Robert.L said:
where is that qoute from ? and i'm pretty sure he did compare it to X1800 xt , i'll take a look again .
Directly from the original topic
here
You're right, though, in that X1800 is mentioned in the question that was posed (which I didn't read again when I c+p'd it), but like I originally thought, it's also regarding how Xenos would run the ToyShop demo itself. In such a case, "slightly more shader power," if he meant effectively in the demo rather than just theoretically, might not have meant "all" of Xenos' shading units, so much as "all the shading units it could use considering a TMU bottleneck." Considering the extra width of Xenos' ALUs (relative to X1K pixel shader ALUs) plus having a total of 48 with branch execution units compared to 8 full VS +16 full PS ALUs + 16 mini-ALUs, with 25% higher clocks, might suggest that it's at least possible.

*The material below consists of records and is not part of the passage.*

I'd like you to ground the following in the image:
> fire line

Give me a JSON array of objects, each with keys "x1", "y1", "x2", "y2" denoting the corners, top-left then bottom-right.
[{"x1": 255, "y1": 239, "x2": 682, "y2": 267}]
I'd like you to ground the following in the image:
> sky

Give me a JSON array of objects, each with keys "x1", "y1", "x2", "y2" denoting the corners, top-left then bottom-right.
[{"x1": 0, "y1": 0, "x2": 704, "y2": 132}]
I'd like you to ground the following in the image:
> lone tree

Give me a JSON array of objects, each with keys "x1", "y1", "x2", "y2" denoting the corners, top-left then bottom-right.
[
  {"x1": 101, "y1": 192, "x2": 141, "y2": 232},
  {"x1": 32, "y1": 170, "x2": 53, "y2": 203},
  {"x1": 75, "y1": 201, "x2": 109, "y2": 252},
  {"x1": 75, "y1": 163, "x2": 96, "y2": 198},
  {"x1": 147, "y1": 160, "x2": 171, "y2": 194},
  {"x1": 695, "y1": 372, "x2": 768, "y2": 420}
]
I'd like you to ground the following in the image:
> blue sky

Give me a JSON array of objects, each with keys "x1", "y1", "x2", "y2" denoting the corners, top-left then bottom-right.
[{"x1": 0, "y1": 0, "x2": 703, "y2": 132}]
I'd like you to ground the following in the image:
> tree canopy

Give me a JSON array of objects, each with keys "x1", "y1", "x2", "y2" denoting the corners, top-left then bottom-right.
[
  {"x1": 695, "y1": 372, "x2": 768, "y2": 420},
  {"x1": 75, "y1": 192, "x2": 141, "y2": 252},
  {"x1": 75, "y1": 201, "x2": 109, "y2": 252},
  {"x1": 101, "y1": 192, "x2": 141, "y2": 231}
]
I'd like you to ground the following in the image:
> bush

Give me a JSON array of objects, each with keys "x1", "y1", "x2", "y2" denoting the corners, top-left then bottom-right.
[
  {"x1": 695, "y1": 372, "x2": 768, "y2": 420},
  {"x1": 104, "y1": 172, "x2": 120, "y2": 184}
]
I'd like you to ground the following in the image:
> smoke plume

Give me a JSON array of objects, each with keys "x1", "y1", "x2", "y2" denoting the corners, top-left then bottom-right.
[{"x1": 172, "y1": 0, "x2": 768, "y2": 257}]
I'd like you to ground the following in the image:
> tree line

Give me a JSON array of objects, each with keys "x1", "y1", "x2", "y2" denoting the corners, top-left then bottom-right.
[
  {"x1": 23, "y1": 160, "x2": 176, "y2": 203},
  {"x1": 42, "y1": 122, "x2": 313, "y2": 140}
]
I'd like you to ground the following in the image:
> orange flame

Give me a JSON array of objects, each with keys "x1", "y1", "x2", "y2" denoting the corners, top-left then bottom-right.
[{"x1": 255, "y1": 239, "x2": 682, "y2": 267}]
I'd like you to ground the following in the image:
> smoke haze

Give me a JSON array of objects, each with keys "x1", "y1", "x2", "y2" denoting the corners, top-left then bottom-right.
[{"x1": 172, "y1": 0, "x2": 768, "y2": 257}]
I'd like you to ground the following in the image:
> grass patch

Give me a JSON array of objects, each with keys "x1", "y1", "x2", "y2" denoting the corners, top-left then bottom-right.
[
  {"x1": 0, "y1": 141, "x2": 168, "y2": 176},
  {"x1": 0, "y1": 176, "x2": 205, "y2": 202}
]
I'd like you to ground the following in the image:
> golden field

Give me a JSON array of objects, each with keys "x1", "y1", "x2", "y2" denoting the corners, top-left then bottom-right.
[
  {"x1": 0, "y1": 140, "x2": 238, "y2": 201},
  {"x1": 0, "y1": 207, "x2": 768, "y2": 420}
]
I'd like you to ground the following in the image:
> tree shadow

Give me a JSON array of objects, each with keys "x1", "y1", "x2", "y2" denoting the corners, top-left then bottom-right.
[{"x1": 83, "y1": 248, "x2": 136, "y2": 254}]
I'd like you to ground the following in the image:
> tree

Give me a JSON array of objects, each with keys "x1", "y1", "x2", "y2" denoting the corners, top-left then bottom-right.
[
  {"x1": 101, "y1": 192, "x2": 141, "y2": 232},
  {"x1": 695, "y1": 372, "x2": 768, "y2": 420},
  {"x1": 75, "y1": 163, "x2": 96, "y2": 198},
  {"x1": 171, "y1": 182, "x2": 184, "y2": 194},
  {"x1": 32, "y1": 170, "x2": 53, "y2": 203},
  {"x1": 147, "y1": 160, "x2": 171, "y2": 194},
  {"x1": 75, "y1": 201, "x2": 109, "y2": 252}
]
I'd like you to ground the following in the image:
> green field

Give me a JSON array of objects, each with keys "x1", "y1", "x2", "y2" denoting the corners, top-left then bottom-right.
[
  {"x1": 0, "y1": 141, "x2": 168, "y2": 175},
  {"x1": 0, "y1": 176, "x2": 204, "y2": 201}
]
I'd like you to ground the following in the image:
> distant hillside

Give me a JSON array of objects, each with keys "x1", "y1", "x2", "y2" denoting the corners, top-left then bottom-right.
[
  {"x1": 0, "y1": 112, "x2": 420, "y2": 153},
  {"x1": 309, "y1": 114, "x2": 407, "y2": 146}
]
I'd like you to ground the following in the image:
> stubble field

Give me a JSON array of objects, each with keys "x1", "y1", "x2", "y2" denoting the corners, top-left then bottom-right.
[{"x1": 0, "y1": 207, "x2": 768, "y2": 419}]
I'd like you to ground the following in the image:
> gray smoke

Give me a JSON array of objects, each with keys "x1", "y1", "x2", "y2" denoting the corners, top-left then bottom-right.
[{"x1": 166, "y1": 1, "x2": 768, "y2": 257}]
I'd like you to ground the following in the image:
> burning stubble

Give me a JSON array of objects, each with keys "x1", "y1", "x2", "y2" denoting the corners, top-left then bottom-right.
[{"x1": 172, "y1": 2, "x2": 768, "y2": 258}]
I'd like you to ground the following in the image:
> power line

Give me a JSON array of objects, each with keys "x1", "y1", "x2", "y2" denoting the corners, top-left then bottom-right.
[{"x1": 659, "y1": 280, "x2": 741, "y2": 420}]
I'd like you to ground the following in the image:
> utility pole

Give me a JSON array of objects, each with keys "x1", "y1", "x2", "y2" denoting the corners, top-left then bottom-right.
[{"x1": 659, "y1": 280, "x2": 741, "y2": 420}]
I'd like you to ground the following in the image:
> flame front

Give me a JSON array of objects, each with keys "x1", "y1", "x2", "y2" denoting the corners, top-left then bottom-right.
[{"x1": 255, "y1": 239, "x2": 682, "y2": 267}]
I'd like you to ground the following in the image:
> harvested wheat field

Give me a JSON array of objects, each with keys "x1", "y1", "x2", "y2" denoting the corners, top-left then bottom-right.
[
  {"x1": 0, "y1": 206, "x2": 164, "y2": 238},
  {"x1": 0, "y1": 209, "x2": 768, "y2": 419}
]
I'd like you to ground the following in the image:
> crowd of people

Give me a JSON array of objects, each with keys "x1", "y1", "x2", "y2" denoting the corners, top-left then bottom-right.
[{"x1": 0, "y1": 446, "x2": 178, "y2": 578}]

But, I doubt there'll be any answer regarding that.
Edit:
Guilty Bystander said:
I've heard somewhere problems with the Xenos and the bad framerates it produces has to do with bad branch prediction and flow controll of the ALU controller.
Is there any truth to this?
Since, AFAIK, no GPU does any kind of branch
prediction, and if that term was used in what you "heard," then I'd seriously doubt it myself. According to later presentations from MS, Xenos has dedicated branch execution units, which would suggest low costs for the actual branch calculations (i.e., either 1 cycle or effectively "free" due to being done parallel to the rest of the processing like X1K)
Dynamic branching performance should be lower than X1800 though (4x4 pixel batches) and a little worse than X1900/X1600 (4x12 pixel batches? 48 total, regardless) as Xenos is a total of (8x8) in size. Depending on the type of branching going on, the extra work done can get significantly larger and cause the X1900 to perform worse than the X1800. (don't have the link on hand for where one of those benches was done, though, nor can I remember what it was). But I doubt developers would be using such a horrendously performing thing on the GPU unless it had excellent, excellent benefits. You usually go with what works, avoid what doesn't work, and weight the costs and benefits appropriately.